The people who stood to benefit from the killing of Espinosa were those who were in the lists held both by the slain mayor and Kerwin. The elder Espinosa drew up a list in the affidavit he made before he was killed, while Kerwin’s was contained in a “blue book” that was unearthed by the authorities during a raid at the family compound and which led to the filing of charges against him.

The Espinosa lists make a compelling case for killing the mayor, whose affidavit has become practically worthless now that the person who gave it can no longer attest to its veracity. And if Kerwin, now in detention after he was arrested in Abu Dhabi, is ever brought home to Manila, those who killed his father have now made sure that the appropriate message has been sent to him, as well.

This much can be concluded: Some of the usual suspects who have been so quick to blame Duterte for Espinosa’s killing are quite prominently named in the lists of father and son.

In the end, as anyone who has watched the popular TV series “Narcos” knows, the reason why the illegal drug trade is so violent is that the people in the trade think nothing to taking the lives of their own colleagues, to ensure that the trail of evidence never leads to them. And if it takes using the police to ensure that the dead men don’t tell the right, incriminating tales, they’ll do that, as well.

All of which is really to say that the policemen involved in the killing of Espinosa need to be thoroughly investigated, because right now, it looks like they are working not as agents of the government but in the employ of its sworn enemies.
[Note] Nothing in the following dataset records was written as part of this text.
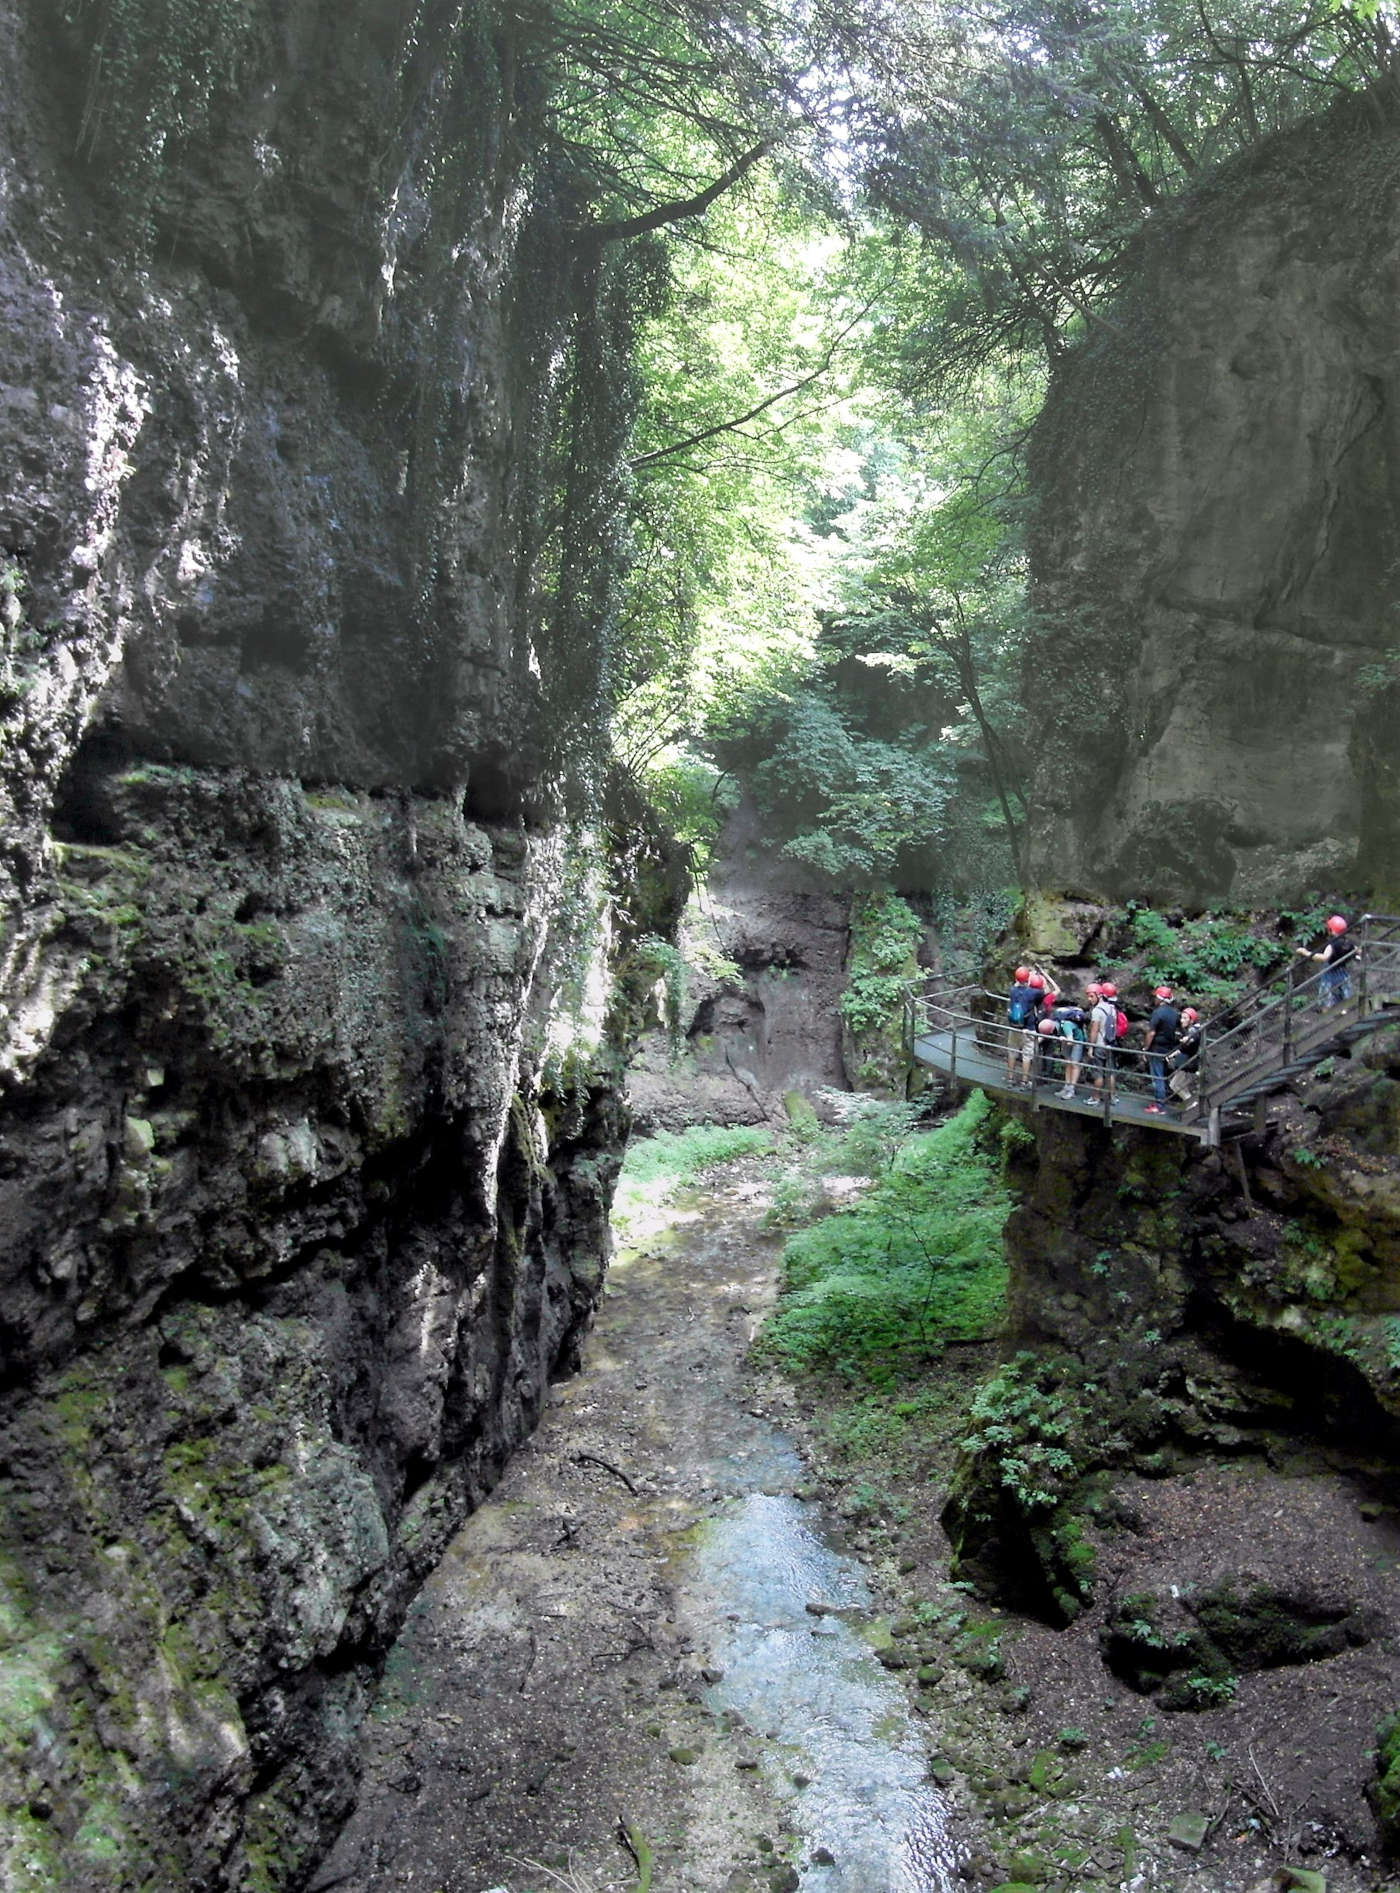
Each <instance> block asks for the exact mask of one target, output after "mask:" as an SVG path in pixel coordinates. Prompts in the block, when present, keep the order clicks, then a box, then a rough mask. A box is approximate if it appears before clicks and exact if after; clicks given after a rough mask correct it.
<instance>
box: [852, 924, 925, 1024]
mask: <svg viewBox="0 0 1400 1893" xmlns="http://www.w3.org/2000/svg"><path fill="white" fill-rule="evenodd" d="M921 935H923V924H921V920H919V916H918V914H916V912H914V911H912V909H910V907H908V905H906V903H904V901H901V899H899V895H897V893H882V895H870V899H866V901H863V903H861V905H859V907H857V911H855V914H853V916H851V964H849V971H848V984H846V992H844V994H842V1001H840V1007H842V1018H844V1020H846V1024H848V1026H849V1028H851V1032H872V1030H876V1028H878V1026H884V1024H889V1022H891V1018H899V1017H901V1015H902V1007H904V992H906V990H908V981H910V971H912V960H914V948H916V946H918V943H919V939H921Z"/></svg>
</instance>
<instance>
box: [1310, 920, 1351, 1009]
mask: <svg viewBox="0 0 1400 1893" xmlns="http://www.w3.org/2000/svg"><path fill="white" fill-rule="evenodd" d="M1326 935H1328V937H1326V945H1324V946H1322V952H1309V948H1307V946H1298V948H1296V950H1298V952H1300V954H1302V958H1304V960H1317V962H1319V965H1321V967H1322V977H1321V979H1319V982H1317V994H1319V1005H1321V1007H1322V1011H1328V1009H1330V1007H1334V1005H1345V1003H1347V1000H1349V998H1351V958H1353V954H1355V952H1356V948H1355V945H1353V941H1351V933H1349V931H1347V922H1345V920H1343V916H1341V914H1332V918H1330V920H1328V924H1326Z"/></svg>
These cops have already failed the smell test of regularity—they should now also be examined as to whose bidding they were really doing.

The policemen who killed Espinosa should be punished to the fullest extent of the law, as anyone who engages in extrajudicial killing should. They should somehow be made to suffer more, if it is proven that they were acting on the behest of those who would allow the local narco-kings to carry on as before.